For many architects, perfection is a Holy Grail. The success of Richard Meier’s work is largely contingent upon how precisely he arranges his trademark vocabulary of gridded panels, oblique ramps, pipe railings, expansive windows, and austere planes of plaster or drywall. Every component is exhaustively considered, fitted exactly and inflexibly in the only position it can occupy to be absolutely perfect. The beauty of a Meier building lies in its precision, sophistication, elegance, and the way light & shadow play on the white surfaces. 

Other maestros of High Modernism, such as Sir Norman Foster and I.M. Pei, equally obsess over the exactness of every detail and its relationship to the complex wholes of which it is a part. Like classical architecture before it, the work of these masters aspires to a standard of perfection verging on the super-human or divine. The obsessive precision of the Great Court at the British Museum by Foster and the East Wing of the National Gallery of Art by Pei betray the aesthetic hauteur and confident genius of their authors. Indeed, the pursuit of perfection demands a level of self-assurance bordering on arrogance. 

The amazing degree to which some of the most talented architects are able to achieve the illusion of perfection awes me.
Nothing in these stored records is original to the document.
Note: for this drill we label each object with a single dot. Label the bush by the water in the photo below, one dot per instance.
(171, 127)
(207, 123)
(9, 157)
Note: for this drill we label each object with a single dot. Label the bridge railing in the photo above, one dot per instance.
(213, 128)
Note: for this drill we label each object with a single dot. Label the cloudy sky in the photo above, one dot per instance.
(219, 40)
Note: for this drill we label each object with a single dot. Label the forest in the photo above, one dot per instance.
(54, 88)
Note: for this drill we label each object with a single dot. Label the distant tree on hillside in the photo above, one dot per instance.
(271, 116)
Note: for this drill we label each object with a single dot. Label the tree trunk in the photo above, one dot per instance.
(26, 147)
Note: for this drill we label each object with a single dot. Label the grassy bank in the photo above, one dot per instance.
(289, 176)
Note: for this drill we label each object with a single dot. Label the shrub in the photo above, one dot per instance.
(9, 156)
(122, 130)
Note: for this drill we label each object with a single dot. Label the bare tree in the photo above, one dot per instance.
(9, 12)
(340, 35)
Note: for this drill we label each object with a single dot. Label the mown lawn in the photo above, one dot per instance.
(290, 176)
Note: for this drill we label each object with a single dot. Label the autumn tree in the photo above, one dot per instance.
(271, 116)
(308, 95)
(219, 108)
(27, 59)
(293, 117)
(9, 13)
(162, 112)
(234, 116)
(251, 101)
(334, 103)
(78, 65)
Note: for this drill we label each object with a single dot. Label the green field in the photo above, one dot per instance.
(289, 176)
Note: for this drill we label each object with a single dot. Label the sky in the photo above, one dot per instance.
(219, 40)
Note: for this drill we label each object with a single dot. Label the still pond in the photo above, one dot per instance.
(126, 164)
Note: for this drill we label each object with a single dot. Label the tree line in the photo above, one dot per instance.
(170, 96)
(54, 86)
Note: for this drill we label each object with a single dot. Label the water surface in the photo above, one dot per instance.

After all, these architects confront the same confounding practicalities of design and construction that perplex the rest of us. Somehow though, they transcend these profane realities to create seemingly immaculate works of architecture. Undoubtedly, their ability to create “perfect” buildings is not only a product of raw talent but also one of immense effort, capital, teamwork, supportive clients/owners, and plain good fortune. 

Attaining perfection in architecture is tantamount to a miracle. I know how difficult it is to design something as complex as a building. Every project is a tremendously demanding venture. Each one is a leap of faith. Many are born of optimism and ambition, but end up being dragged down by exigency and disenchantment. That’s why it’s nothing short of AWESOME when architects strive for perfection and actually come close. 


Next Architecture is Awesome: #5 Integrated Art


(1)  Was it the Rachofsky House? I think so but I don’t remember and cannot immediately locate the article.